21.4.14

Elogio y refutación de la nota de cata

Enredando en internet (bendito pleonasmo) desde mi rinconcito tabernario, mientras me entrego al bebercio cotidiano, aterrizo en uno de mis destinos vinícolas favoritos: Wine Folly. De cuando en vez suelo darme un garbeo por las virtuales páginas de este encantador blog norteamericano para solazarme entre sus adorables infografías, tan útiles para descansar la mente de los tópicos, prejuicios y redundancias consustanciales al universo enológico. Pero algunas veces me irrita sobremanera su simplismo. Como hoy, sin ir más lejos.


La generala del citado canal, Madeleine Puckette, se ha enfundado el disfraz de master of wine y ha dedicado su último escrito a enumerar los pasos a seguir para escribir lo que, bajo su particular punto de vista, debe ser una excelente nota de cata, cayendo en el mismo reduccionismo que ha provocado que la red de redes se encuentre aturdida en la actualidad por un constante cacareo de notas perfectamente intercambiables entre sí, con independencia de variedades, crianzas, procedencias o casas comerciales.

Los (escasos) lectores familiarizados a estas alturas con las tres o cuatro obsesiones omnipresentes en The Wine Accuser saben bien que, en lo tocante a la valoración sensorial del vino, aquí hemos optado por un género bastardo: la (anti)cata; esto es, una heterodoxa mezcla de información deslavazada, subjetivismo atroz y fisking a raudales que busca, primordialmente, elogiar o refutar lo que la crema de la intelectualidá enológica publica a diestro y siniestro, incluyendo la perniciosa propaganda escupida por los asalariados de bodegas, viñedos y consejos reguladores.

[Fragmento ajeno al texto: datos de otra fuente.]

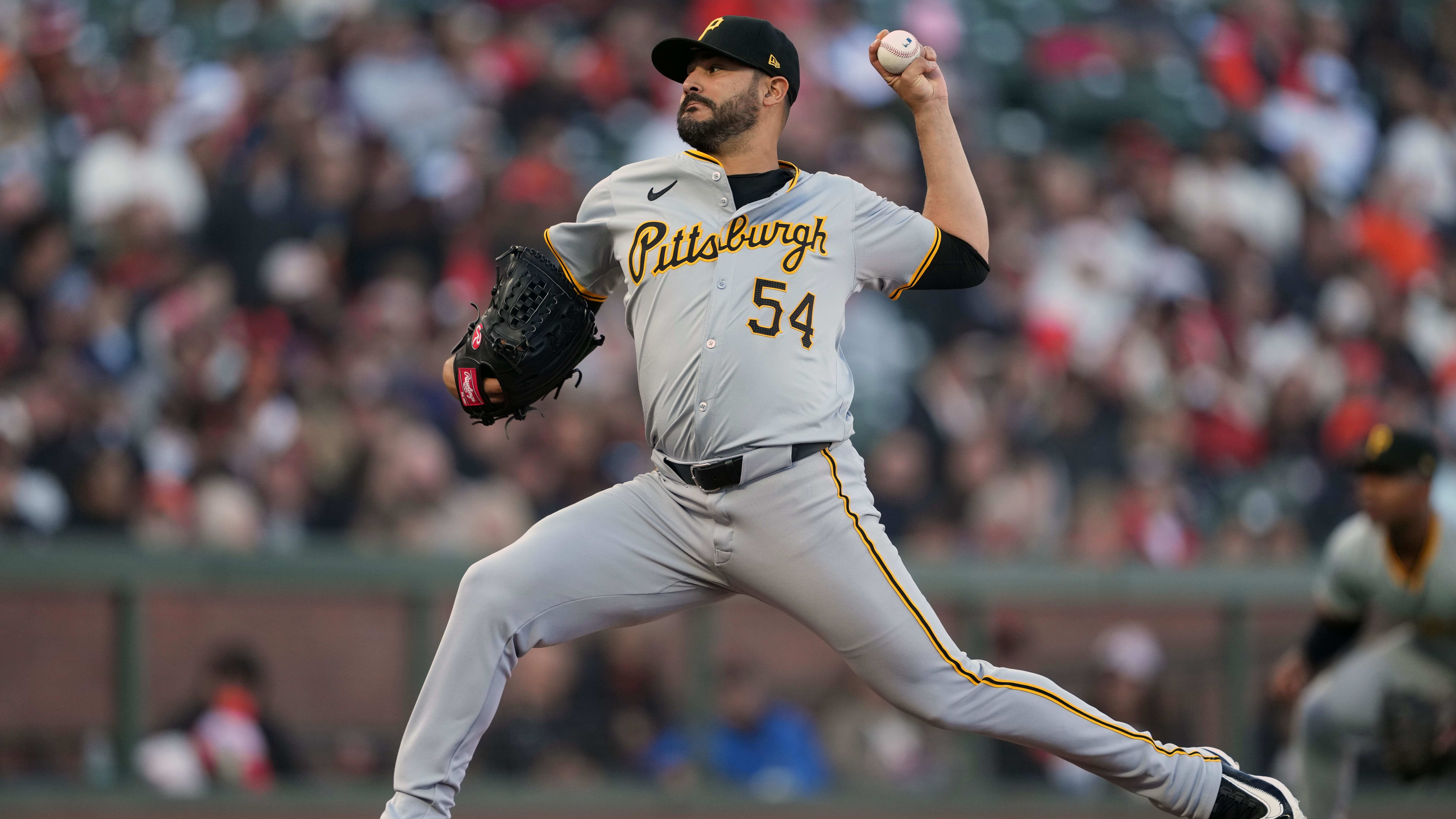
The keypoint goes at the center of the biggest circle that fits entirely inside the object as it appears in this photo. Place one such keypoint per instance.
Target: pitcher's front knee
(494, 589)
(1320, 722)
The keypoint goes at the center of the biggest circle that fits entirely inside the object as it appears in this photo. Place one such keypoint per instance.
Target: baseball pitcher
(736, 269)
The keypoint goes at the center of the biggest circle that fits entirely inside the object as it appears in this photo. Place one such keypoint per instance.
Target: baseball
(898, 50)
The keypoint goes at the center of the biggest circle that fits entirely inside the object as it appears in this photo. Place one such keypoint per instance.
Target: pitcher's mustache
(692, 97)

Sostiene la friki Puckette (el calificativo es suyo, no mío) que, en la última década, las notas de cata vinícolas se han tornado meras valoraciones de los consumidores con tendencia a ser imparciales; y, aunque solo en parte, lleva razón: ciertamente, hay una corriente mayoritaria que se dedica a copiar y pegar o, en el peor de los casos, a modificar subrepticiamente las notas oficiales, que funciona como una red de altavoces (des)interesados a medio camino entre la secta y el rebaño. No es que pretendan ser imparciales; es que no alcanzan a ser parciales. Copean; no beben. Pimplan; no catan. Conforman una caterva licenciada en gramática parda que, como mucho, atesora el conocimiento justo para saltar del Ctrl+C al Ctrl+V. Poco más.

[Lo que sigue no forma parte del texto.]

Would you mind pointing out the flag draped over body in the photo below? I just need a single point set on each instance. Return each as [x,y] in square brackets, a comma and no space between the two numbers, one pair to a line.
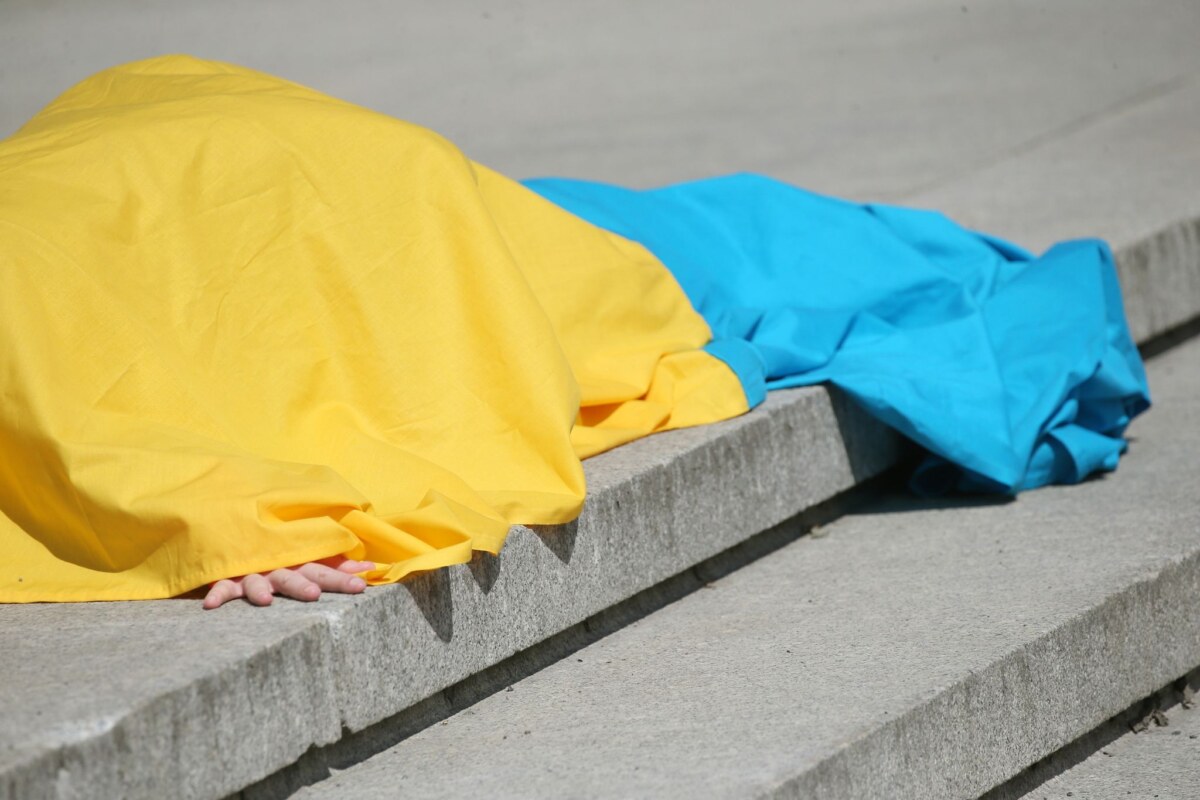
[1013,371]
[246,325]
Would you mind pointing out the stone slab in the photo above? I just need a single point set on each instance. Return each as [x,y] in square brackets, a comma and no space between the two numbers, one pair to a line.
[870,100]
[917,649]
[139,699]
[1162,761]
[889,98]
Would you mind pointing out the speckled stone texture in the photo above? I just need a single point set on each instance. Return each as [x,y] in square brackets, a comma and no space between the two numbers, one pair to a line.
[917,649]
[1013,118]
[139,699]
[1161,761]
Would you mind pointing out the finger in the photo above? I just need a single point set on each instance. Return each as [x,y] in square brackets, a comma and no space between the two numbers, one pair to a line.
[293,584]
[257,589]
[221,593]
[331,579]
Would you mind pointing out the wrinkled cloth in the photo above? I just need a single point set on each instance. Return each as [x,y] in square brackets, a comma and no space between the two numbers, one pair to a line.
[1013,371]
[245,325]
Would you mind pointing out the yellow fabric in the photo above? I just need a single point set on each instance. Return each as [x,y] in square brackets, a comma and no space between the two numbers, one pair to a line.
[245,325]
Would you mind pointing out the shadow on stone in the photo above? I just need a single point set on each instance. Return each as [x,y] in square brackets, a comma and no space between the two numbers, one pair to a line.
[558,539]
[485,569]
[871,447]
[431,593]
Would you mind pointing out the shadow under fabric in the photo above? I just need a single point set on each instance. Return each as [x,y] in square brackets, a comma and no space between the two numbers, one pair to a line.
[245,325]
[1012,371]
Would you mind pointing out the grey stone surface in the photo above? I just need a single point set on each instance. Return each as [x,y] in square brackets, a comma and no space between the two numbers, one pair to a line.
[993,112]
[871,100]
[913,650]
[154,698]
[1162,761]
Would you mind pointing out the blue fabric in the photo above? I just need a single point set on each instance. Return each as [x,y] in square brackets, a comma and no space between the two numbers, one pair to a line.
[1013,371]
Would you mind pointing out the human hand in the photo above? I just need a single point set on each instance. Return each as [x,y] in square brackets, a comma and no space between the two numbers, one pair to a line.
[303,582]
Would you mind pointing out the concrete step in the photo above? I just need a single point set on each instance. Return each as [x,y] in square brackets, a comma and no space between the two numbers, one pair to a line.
[915,649]
[141,699]
[1149,751]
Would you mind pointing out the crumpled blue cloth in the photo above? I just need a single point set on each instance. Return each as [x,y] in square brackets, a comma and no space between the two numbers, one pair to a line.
[1012,371]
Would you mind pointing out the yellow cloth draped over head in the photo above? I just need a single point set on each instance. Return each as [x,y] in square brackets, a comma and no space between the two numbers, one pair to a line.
[245,325]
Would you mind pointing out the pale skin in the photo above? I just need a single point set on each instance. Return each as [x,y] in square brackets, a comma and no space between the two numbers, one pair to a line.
[301,582]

Pues bien, a esta horda de la necedad, la extravagante Puckette la anima a seguir transitando por la senda de la estupidez: para comenzar, descríbanse los aromas primarios (procedentes de la variedad y el terroir), secundarios (del proceso de elaboración) y terciarios (del envejecimiento y la madera); continúese con el cuerpo, los taninos y la acidez; entre medias, un consejo: enumérense primero los sabores más obvios; por último, póngase especial cuidado en el momento de definición del caldo, que puede marcar, según la adoctrinadora, "la diferencia entre un vino de 89 puntos y un vino de 95 puntos".


Por lo visto, missy Puckette cata como quien contempla un telefilme: si hay happy end, lo que le precede se vuelve más digerible. La mandamás de Wine Folly apuesta, así, por un circo mediático clónico, impersonal, sin voz y sin talento; por el continuísmo de un endogámico microcosmos en el que ninguna voz suene más alta que otra; por la perpetuación de una especie depredadora de intelectos que, por desgracia, jamás sabrá lo que es estar en peligro de extinción.